I am so sorry for your lost Sharon, I too lost my husband unexpectedly on June 2, 2010
He had a cerebral hemorrage
and all I do is cry . It really sucks.....i had to learn to do
bills, too.....he took care of everything !
Just wanted to tell you that you are not alone.
I am so sorry to hear that Sharon. My husband lost his mom June 2nd, and has changed so much... I hardly know him. He has pushed me away and does not as much as kiss me good-bye any more. You had mentioned how you have pushed people out of your life as well. He is back to work and has been functioning...OK I guess; the best he can. I feel so heart broken since I thought our relationship could with hold any crises that came along. I now realize... loseing someone you love, turnes you into a whole different person. My mother died when I was 14 years old and I thought... how will I ever be able to make it through the day with out her. As years went by... it became easier ,but I will never forget her and can still remember... after many years, the feelings I felt during the dealth of mom. I am here if you need a someone to talk to. Keep the faith!

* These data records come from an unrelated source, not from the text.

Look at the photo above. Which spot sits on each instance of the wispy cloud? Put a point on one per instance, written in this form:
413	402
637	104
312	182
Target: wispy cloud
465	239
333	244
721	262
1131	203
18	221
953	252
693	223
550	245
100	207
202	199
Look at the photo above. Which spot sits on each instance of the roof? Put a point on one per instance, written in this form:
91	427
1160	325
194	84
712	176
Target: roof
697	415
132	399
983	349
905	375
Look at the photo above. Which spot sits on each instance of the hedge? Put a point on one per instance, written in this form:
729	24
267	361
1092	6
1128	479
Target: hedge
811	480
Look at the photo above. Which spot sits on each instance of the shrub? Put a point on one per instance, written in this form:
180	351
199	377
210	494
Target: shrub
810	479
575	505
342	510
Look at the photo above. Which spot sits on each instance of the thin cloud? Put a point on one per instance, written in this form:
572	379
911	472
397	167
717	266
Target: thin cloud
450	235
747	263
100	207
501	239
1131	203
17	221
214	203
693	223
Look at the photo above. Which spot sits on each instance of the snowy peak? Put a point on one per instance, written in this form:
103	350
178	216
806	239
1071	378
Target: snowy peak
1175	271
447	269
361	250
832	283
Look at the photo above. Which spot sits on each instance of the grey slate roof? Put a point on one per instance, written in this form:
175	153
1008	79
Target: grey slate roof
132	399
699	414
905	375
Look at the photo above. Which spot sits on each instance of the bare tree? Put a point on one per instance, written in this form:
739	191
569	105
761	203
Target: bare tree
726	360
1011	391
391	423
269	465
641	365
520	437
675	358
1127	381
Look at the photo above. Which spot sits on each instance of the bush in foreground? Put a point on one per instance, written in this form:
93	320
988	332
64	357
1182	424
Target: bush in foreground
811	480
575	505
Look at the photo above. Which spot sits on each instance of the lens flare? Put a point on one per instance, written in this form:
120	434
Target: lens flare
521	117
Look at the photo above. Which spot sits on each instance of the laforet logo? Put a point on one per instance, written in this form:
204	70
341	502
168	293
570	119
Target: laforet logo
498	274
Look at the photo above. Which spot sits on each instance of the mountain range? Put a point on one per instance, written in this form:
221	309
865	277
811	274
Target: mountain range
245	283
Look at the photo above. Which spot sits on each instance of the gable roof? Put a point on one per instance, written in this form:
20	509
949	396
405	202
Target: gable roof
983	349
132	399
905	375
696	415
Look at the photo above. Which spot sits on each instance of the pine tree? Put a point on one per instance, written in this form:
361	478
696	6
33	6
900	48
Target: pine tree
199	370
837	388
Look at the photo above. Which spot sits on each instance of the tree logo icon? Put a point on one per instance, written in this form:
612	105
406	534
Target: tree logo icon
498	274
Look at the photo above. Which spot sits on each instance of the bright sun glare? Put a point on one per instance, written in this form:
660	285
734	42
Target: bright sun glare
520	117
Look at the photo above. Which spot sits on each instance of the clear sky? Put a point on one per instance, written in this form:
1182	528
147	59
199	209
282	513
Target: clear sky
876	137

Help...I'm going crazy and have managed to push everyone that cares about me away....now I am alone...no job or friends or realitives ...My husband died at the age of 52, June 24 2009 from a sudden massive heart attack on his way to work...I got that telephone call from the hospital to come and when my daughter and I arrived he had already passed. We were married for 24 years...I am becoming an alcholic ...It has been a little over a year and it's getting worse. I moved out of my house and bought another house (smaller) and was doing fine but had trouble with my 22 year old daughter and now she is moving out of the house and on her own...I can't handle her or anyone else as matter of fact I have even pushed all my friends away...I went back to work for 5 weeks but just quit this past thursday...I couldn't handle the job it was to hard...cold calling for timeshare...so now I'm seeking another job. I think I'm going crazy and want to know when this fear will leave me and what do I do without him, he took care of everything and now I'm doing it all alone....with my toy poodle Nikki. That's all I have left and I am greatful for her she is a comfort and does give me sanity at this point.